Aldermen allow rezoning of lot on East Oak Street for location of mobile food vendor
Published 12:23 pm Thursday, March 27, 2025
Getting your Trinity Audio player ready...
|
NATCHEZ — On Tuesday, the Natchez Board of Aldermen voted unanimously to approve a rezoning request from Glennis O’Neal for property he owns at 96 East Oak Street.
O’Neal applied to rezone the property from R3 residential to B1 business to operate a small food retail establishment or restaurant.
When his application reached the city’s planning commission, he was informed that the B1 zoning district does not permit restaurants. However, the lot could be rezoned to B1 so that he could host mobile food vending.
Interim City Planner Rico Giani told aldermen that O’Neal was amenable to a mobile food truck or trailer to conform with the city’s food vending ordinance.
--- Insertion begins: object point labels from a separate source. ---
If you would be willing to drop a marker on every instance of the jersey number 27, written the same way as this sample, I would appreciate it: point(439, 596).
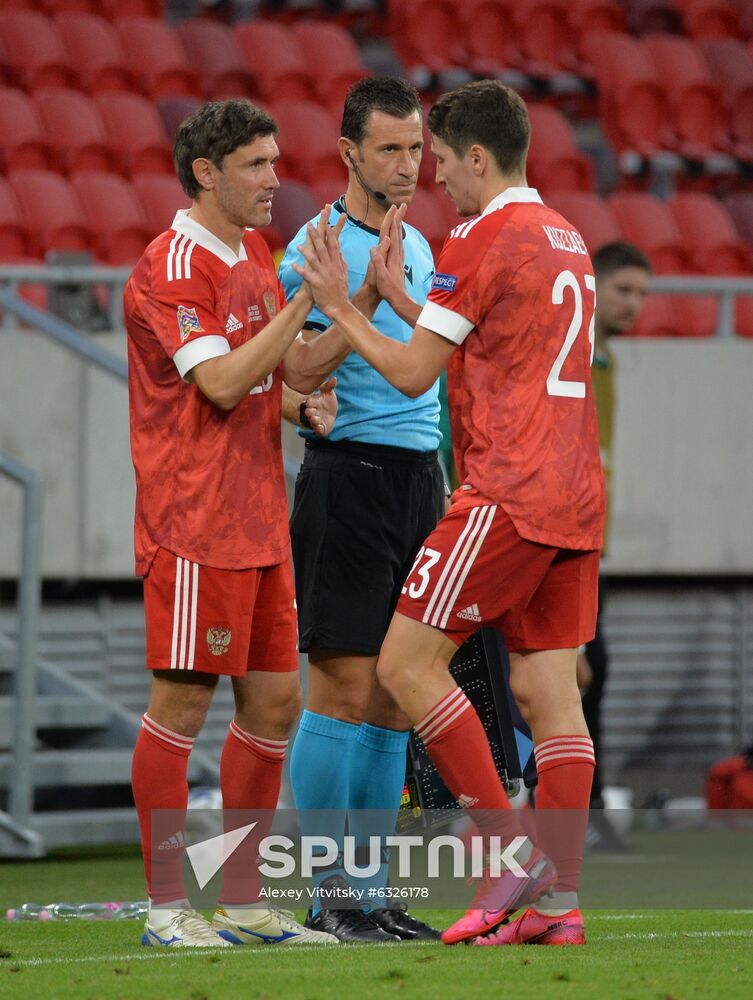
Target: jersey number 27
point(556, 386)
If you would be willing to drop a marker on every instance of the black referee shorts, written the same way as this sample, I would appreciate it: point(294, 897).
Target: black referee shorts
point(360, 515)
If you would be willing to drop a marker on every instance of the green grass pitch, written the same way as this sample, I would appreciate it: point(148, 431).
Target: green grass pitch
point(663, 955)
The planning commission voted to recommend the zoning change.
Giani said the lot in question is located at the key intersection of the historic Minorville property and just across the street from the B1 district.
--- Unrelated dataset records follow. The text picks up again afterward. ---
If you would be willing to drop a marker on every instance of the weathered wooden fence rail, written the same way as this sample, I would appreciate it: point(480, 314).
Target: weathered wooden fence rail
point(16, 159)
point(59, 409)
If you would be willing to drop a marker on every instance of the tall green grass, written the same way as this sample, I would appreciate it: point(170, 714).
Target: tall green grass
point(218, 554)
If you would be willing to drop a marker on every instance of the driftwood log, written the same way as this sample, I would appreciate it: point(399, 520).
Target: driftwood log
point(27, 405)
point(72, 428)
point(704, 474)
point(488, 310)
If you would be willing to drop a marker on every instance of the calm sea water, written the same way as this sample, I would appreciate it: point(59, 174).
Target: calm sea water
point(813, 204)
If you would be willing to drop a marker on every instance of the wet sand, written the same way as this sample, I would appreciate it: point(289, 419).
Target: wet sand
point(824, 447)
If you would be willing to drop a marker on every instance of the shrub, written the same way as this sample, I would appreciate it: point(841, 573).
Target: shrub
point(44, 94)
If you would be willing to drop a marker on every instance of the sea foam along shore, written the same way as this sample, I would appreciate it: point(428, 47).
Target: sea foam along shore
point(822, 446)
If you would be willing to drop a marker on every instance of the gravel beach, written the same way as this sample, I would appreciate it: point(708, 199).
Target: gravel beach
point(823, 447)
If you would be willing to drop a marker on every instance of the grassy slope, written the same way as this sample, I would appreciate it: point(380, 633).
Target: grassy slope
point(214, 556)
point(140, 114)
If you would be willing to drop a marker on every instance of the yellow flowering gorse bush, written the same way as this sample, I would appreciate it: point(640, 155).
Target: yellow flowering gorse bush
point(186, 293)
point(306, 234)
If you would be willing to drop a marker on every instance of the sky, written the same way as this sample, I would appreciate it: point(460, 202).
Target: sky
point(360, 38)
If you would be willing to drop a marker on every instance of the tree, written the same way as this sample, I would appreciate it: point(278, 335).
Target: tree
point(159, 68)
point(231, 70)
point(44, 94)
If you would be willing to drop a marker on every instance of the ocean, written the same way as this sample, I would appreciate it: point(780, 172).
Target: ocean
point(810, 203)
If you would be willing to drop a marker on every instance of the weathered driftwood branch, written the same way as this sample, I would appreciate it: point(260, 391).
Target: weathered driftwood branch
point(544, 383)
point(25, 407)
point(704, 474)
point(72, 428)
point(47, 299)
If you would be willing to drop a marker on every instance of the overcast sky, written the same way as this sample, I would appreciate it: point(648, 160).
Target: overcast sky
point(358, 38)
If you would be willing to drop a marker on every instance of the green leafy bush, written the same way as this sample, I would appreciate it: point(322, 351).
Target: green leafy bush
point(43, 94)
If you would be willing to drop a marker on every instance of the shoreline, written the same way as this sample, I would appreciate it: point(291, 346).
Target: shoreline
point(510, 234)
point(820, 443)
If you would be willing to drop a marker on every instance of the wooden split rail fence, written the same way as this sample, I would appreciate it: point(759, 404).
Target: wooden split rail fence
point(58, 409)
Ward 4 Alderwoman Felicia Bridgewater-Irving said she is in favor of the change.
“This will be good as long as he understands it’s not a restaurant. It’s just mobile food with operation hours of 6 a.m. to 8 p.m.,” she said.
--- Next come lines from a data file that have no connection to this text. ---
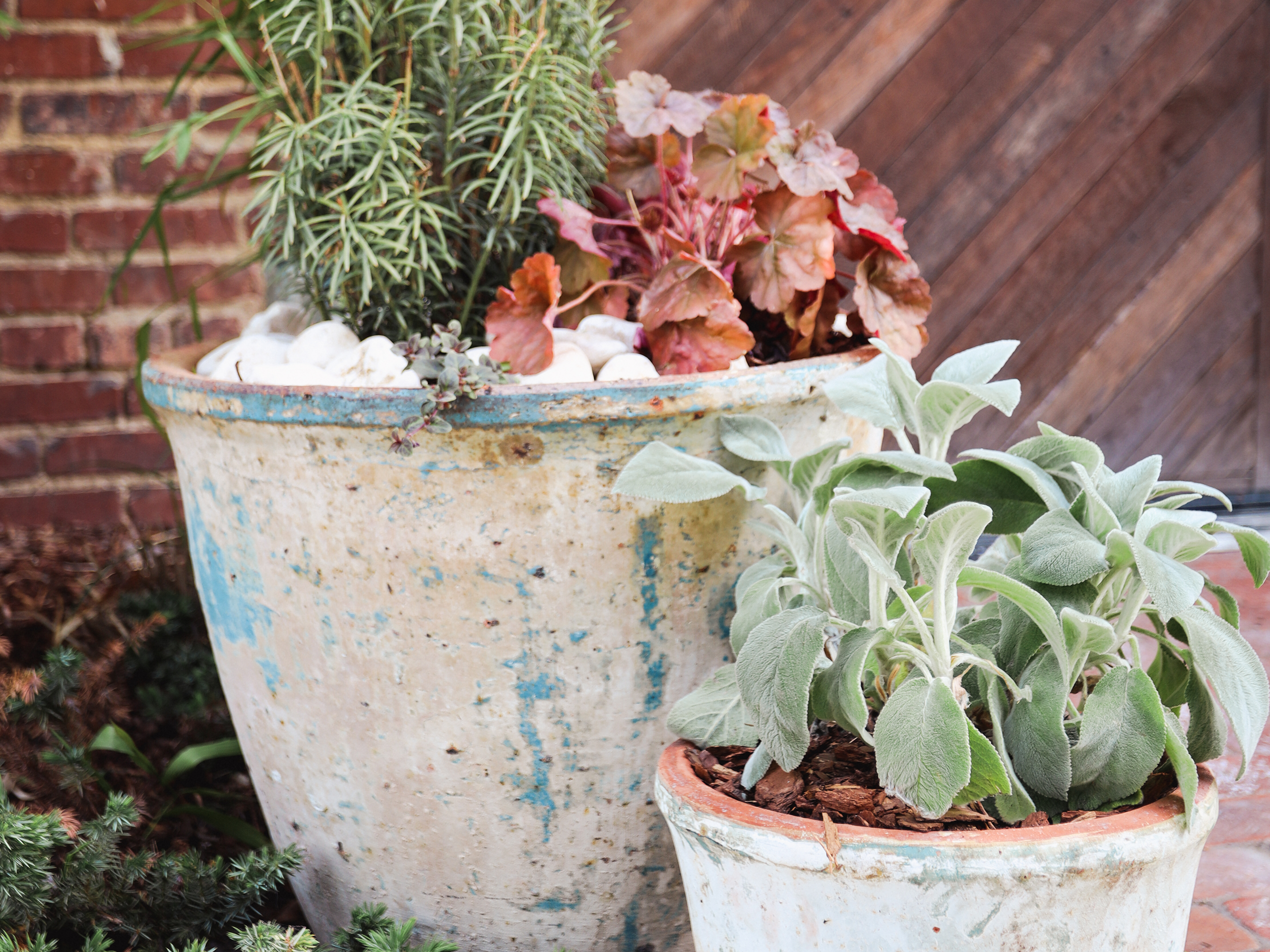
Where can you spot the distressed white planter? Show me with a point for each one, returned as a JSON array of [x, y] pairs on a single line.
[[450, 672], [760, 881]]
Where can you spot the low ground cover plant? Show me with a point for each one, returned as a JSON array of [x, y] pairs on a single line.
[[1034, 696]]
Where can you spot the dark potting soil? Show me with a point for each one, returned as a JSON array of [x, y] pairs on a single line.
[[838, 777]]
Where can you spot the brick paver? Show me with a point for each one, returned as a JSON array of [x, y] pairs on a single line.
[[1232, 894]]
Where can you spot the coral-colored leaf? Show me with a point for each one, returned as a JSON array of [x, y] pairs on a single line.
[[614, 301], [685, 287], [578, 270], [801, 314], [520, 319], [574, 223], [893, 301], [700, 345], [737, 134], [633, 162], [810, 162], [647, 106], [865, 189], [794, 249], [691, 318], [867, 221]]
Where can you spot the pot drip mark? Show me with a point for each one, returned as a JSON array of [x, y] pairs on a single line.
[[536, 787], [648, 543], [229, 582]]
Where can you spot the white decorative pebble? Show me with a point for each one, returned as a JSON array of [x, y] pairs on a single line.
[[405, 380], [321, 343], [599, 348], [278, 318], [610, 327], [209, 362], [369, 365], [244, 352], [571, 365], [289, 375], [628, 367]]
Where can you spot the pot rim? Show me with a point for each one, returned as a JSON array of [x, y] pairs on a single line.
[[676, 774], [171, 384]]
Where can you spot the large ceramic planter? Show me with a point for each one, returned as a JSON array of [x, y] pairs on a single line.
[[450, 673], [760, 881]]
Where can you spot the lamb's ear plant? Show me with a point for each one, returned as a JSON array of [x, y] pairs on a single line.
[[1103, 549], [854, 617]]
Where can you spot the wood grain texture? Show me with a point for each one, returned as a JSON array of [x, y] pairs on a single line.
[[868, 60], [1087, 177], [1262, 382], [1231, 228]]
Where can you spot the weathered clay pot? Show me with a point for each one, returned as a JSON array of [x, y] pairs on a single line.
[[450, 673], [760, 881]]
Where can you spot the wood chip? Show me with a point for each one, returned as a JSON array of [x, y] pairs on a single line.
[[1079, 815], [832, 844], [913, 823], [844, 797], [779, 789]]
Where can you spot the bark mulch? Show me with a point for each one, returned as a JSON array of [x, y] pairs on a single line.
[[838, 777]]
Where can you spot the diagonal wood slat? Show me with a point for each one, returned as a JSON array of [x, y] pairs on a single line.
[[1085, 176]]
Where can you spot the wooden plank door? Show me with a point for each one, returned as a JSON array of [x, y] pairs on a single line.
[[1086, 177]]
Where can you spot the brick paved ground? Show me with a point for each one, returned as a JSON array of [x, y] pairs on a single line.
[[1232, 895]]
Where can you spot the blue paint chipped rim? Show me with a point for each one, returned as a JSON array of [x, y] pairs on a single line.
[[171, 385]]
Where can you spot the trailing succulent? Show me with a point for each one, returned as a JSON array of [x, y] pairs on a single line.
[[717, 245], [855, 617]]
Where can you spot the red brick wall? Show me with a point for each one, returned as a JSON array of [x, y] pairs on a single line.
[[74, 91]]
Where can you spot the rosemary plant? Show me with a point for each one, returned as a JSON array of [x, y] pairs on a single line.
[[404, 144]]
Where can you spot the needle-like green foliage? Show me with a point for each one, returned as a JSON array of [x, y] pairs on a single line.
[[405, 144]]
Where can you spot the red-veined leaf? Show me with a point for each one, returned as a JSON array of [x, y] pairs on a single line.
[[647, 106], [793, 252], [810, 162], [633, 163], [737, 134], [573, 223], [700, 345]]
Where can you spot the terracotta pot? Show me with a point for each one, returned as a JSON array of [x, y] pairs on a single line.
[[762, 881], [450, 673]]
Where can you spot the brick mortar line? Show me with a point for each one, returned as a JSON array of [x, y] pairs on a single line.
[[214, 255], [44, 432], [83, 483], [212, 310]]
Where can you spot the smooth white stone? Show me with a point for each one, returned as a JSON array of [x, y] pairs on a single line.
[[599, 348], [615, 328], [209, 362], [321, 343], [278, 318], [570, 365], [369, 365], [244, 352], [405, 380], [289, 375], [628, 367]]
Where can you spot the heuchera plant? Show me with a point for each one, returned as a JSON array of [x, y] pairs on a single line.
[[855, 619], [718, 243]]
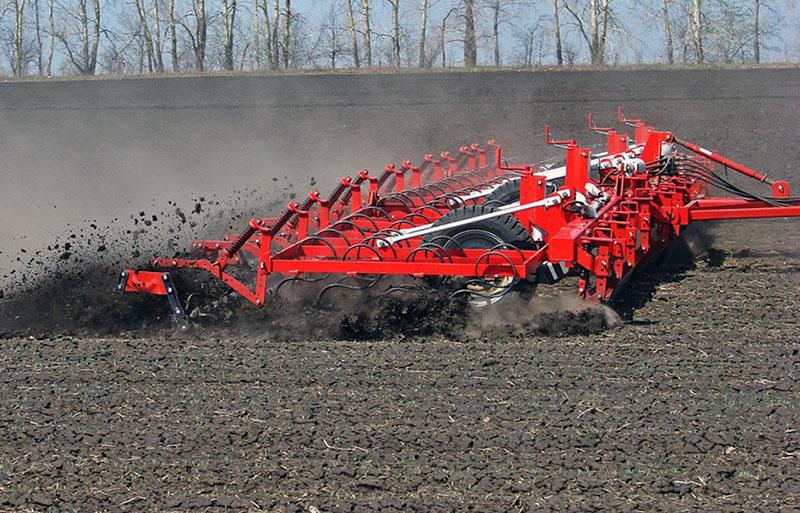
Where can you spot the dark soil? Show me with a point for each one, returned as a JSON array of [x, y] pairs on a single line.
[[687, 400]]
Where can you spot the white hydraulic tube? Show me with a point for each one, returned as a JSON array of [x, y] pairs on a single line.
[[427, 229]]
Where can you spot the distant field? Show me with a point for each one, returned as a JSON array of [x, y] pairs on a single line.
[[691, 404]]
Bridgewater-Irving said O’Neal would be responsible for ensuring that no food is consumed on the premises and that the traffic flow on the streets is not impeded.
“They cannot stop in the roadway. They need to get their food and go,” she said.
“When I was a youth in that area, we had a number of businesses — a tailor, lawnmower repair, Charlie Harris’s body shop, a washeteria. It was a neighborhood that had a lot of successful businesses,” she said.
Ward 6 Alderman Curtis Moroney said he drove by the area on Tuesday morning.
“It is right there next to Minor Street. It’s just enlarging the present B1 zoning by just that one lot. It’s family property and they want to keep that family property and I understand the pride of ownership. It seems like the activity could be good for the area. My only concern is the precedent we set,” Moroney said.